La Liste de Schindler, (Steven Spielberg, 1993) décrit comment Oskar Schindler, un industriel allemand, réussit pendant la Seconde Guerre mondiale à sauver environ 1 200 Juifs promis à la mort dans le camp de concentration de Płaszów, sans pour autant occulter les travers et ambiguïtés d’un espion de l’Abwehr et membre du parti nazi.
Le film montre dans le même mouvement la liquidation du ghetto de Cracovie.
Le film est un succès mondial (3 M d’entrées en France pour un film en noir et blanc de 3h). Spielberg est alors accusé de mercantilisme à l'heure du renfermement de la France sur son pré carré culturel de prestige. L’idée que le récit ne montre que des survivants (1100 sur 6 M de morts) va choquer car cela ne reflète évidemment pas la réalité de la Shoah.
Cette représentation de la Shoah est certes adaptée aux attentes d’un public américain. Dans La Liste de Schindler, le héros du film est un « bon Allemand », un Juste, qui a permis de sauver des centaines de vies juives. Selon les règles propres au cinéma hollywoodien, le film met en avant des valeurs positives, l’issue ne doit pas en être désespérante. Or, Lanzmann avait imposé de façon un peu dogmatique l'impossibilité de fictionnaliser et de représenter la Shoah. On ne peut inventer des images là où il n’y en a pas, on ne peut construire une « histoire » autour de l’extermination comme le fait Spielberg dans La Liste de Schindler.

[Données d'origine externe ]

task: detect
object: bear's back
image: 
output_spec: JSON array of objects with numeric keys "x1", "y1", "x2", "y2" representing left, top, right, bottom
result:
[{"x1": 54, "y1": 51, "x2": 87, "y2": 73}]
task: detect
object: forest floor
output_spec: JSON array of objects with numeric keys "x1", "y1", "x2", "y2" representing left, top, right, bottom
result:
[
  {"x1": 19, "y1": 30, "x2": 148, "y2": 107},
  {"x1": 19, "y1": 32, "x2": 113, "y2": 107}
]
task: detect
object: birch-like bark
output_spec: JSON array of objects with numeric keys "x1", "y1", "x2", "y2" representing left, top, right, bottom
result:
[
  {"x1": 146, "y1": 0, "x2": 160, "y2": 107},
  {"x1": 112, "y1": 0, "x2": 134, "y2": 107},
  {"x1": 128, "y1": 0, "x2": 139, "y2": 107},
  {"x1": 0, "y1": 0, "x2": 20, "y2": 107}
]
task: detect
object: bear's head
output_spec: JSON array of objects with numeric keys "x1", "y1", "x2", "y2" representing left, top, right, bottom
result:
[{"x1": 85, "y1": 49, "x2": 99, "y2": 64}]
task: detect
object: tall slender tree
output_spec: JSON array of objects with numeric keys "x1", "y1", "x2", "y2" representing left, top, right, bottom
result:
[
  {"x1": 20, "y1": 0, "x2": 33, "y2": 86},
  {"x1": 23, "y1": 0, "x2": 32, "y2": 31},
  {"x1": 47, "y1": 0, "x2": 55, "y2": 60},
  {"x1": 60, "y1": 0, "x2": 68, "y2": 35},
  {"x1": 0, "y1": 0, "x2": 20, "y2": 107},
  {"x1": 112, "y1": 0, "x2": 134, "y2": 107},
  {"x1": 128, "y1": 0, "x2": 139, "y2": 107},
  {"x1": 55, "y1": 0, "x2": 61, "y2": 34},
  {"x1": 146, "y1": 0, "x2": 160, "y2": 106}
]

En réalité, le vrai sujet du film n’est pas Auschwitz mais la mise en place de l’opération de sauvetage des Juifs de Schindler, qui vient court-circuiter la machine de mort nazie.
Spielberg se place donc du côté des vivants, de l’humain. Dès le début, il ne filme que des personnages qui vont en réchapper pour ne pas créer de suspens (filmer un juif qui va mourir c’est finalement s’aligner sur la logique des nazis selon laquelle un juif vivant est déjà un juif mort - ainsi dans la série ABC Holocaust, 1979). Le faux suspens à Auschwitz autour de la scène de la douche permet de rendre l'effroi tout en appliquant à la lettre l'interdit de la reconstitution de la chambre à gaz.
Le film de Steven Spielberg incarnait également un état précis de l'histoire de la mémoire de la Shoah. Spielberg mettait en scène la vie d'un Juste à une époque où le destin de cette poignée d'hommes qui ont sauvé des juifs était de plus en plus mis en lumière.
Enfin, le film marque le début d'une longue carrière fructueuse avec le chef opérateur Janusz Kaminsky, qui montre à nouveau toute l'étendue de son génie dans le récent West Side Story.